H&M Canada Donates $300,000 of Product to Women’s Shelters Canada

The brand says it wants "to help these communities meet their needs in this hard time."

Fashion brands continue to step up to help support frontline workers and our community’s most vulnerable people during the COVID-19 pandemic. Whether that’s producing hand sanitizer, manufacturing PPE or by donating masks, there’s been no shortage of heartwarming news coming out of the industry over the past month. And the good news continues today with the announcement that H&M Canada has partnered with Women’s Shelters Canada to donate $300,000 worth of product.

In a release, the brand wrote, “With domestic violence increasing significantly due to the ‘stay home’ restrictions of COVID-19, this donation will help a group of individuals who are vulnerable to the current pandemic.” More than 20,000 products will be distributed amongst Women’s Shelters Canada’s network and will include various sizes for both women and children. This isn’t the first time H&M Canada has worked with the organization, citing the pair’s “strong partnership” in the release.

Since the coronavirus pandemic began, Women’s Shelters Canada has been working tirelessly to support its network of shelters across the country. In a post on its website, the organization shared that it is helping to provide shelters with access to emergency government funds, as well as connecting them with Food Banks Canada to ensure they have access to the food they need during this time.

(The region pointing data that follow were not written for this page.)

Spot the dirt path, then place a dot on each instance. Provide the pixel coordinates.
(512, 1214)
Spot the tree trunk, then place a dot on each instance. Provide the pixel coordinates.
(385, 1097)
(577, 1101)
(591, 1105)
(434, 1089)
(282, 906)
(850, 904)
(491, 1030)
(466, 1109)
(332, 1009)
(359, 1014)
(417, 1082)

This isn’t the first instance in which H&M has provided support during the pandemic – to date, it has donated $500,000 to the WHO’s COVID-19 Solidarity Response Fund and pivoted its supply chain to create PPE for healthcare workers across the world.

The news follows last week’s headline that H&M had been named the most transparent fashion brand in the world by Fashion Revolution. Looking at its policies on animal welfare, biodiversity, living wages, gender equality and its supply chains, Fashion Revolution gave the Swedish high street giant a score of 73 per cent.